Cold is less of a factor unless the conditions persist, Williams said.
"It really reduces their body fat, and they're just not as equipped as, say, a sharp-tailed grouse is, to get through our cold spells in North Dakota," he said. "But not having the snowfall definitely is a benefit for pheasants."
Mixed bag for fish
Lack of snowfall also reduces the potential for winter fish kills, which can occur when heavy snow blocks out the sunlight necessary for aquatic plants to produce oxygen. As the plants die and decay, they further deplete oxygen levels, and fish kills can result, especially on shallower bodies of water.
This winter's dry conditions also increase the potential for drought, which creates a whole new set of problems come spring, reducing shallow wetland habitat for waterfowl and shorebirds and depleting spawning habitat for species such as pike and perch.
"We need more snow," said Henry Drewes, northwest region fisheries supervisor for the DNR in Bemidji. "Water levels weren't that high going into the winter, and particularly as you move south, there's not much snow in the southern half of (Minnesota), so we could use some more snow.
"We're going to have thick ice come the end of the winter, but without snow on top, we're not getting winterkill in our rearing ponds, which we want.
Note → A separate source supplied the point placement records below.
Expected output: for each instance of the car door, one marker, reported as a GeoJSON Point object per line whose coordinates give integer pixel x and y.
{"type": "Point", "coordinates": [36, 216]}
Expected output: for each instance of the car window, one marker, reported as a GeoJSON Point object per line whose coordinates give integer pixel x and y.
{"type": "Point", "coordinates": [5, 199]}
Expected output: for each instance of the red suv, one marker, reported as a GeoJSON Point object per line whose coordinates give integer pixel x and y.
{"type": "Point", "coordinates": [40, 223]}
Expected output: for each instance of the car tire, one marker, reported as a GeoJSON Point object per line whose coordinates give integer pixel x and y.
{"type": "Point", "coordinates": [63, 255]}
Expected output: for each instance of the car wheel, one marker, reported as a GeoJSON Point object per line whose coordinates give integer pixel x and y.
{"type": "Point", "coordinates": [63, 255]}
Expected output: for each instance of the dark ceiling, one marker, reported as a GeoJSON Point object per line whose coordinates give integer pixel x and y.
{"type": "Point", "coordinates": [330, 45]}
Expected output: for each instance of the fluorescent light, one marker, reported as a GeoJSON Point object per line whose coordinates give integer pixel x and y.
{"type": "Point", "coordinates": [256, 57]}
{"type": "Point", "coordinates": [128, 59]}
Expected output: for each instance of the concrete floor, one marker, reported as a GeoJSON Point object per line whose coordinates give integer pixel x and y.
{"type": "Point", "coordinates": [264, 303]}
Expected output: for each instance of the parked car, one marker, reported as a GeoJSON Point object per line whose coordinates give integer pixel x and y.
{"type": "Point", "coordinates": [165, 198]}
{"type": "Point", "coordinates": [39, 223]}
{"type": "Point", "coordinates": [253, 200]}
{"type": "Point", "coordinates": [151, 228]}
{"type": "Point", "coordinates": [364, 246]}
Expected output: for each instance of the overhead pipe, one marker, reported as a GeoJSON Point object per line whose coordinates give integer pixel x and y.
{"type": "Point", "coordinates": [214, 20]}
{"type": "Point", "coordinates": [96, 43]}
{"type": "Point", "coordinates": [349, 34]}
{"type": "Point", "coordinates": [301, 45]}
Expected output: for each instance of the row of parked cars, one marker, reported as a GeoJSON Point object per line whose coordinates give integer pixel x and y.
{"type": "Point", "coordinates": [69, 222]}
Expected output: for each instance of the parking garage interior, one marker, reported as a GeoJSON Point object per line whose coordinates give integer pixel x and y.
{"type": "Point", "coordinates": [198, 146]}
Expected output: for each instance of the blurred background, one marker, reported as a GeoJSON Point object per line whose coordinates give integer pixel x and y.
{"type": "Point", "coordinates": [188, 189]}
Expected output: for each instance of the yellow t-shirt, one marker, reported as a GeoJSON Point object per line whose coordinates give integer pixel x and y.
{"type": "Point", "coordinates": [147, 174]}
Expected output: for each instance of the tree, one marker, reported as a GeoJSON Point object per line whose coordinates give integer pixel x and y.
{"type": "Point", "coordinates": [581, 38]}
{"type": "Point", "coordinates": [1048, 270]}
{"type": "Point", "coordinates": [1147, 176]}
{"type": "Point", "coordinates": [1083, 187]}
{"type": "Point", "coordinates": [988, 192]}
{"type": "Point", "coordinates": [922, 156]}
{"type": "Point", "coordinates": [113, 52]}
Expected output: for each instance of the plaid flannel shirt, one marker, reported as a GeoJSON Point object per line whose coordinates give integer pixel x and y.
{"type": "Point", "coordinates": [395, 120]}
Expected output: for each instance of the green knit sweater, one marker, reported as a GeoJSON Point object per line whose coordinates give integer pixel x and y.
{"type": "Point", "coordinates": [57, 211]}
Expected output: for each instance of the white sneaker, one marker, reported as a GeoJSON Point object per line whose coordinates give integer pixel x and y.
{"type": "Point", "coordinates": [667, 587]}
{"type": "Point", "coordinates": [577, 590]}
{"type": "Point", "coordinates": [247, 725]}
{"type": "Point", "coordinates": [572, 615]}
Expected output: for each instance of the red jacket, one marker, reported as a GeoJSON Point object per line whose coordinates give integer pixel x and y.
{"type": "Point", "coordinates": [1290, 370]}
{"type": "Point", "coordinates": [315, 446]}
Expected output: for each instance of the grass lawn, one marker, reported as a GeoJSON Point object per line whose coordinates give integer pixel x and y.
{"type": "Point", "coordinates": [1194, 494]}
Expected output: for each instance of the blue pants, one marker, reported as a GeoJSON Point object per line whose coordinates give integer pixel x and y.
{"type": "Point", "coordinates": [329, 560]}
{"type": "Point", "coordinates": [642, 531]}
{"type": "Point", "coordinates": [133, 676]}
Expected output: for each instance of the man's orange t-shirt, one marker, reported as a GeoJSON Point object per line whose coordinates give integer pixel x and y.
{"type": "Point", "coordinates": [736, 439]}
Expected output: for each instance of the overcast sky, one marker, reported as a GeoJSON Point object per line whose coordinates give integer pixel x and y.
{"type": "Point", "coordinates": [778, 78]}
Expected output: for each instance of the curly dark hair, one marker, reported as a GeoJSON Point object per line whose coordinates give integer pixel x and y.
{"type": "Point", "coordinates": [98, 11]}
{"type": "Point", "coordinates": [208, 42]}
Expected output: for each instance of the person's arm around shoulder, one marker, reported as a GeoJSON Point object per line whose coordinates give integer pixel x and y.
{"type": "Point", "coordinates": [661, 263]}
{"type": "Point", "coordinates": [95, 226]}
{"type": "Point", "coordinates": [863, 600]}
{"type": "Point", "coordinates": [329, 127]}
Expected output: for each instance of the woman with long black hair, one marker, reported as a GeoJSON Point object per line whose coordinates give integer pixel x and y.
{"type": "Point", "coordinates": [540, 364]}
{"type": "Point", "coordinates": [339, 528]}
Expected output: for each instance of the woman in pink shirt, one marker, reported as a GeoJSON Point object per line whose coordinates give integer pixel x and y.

And then there's not going to be a lot of runoff, which is important for recharging lakes and creating fish runs and all of that, so the winter weather is going to be a factor if we stay dry."
Winterkill reports have been minimal but the lack of snow stands to have a negative impact on new lakes that have popped up across North Dakota during recent wet years, said Greg Power, fisheries chief for Game and Fish in Bismarck.
"We probably have known winter kills on three or four lakes, which is not unusual by any stretch," Power said. "We've lost a couple more feet of water from last year, and I'm thinking water-depth wise on a lot of these lakes, it's getting pretty marginal.
"So far, so good in the big picture, but without getting a serious drink of water in the next year, one of these winters we're going to lose a lot of lakes fast."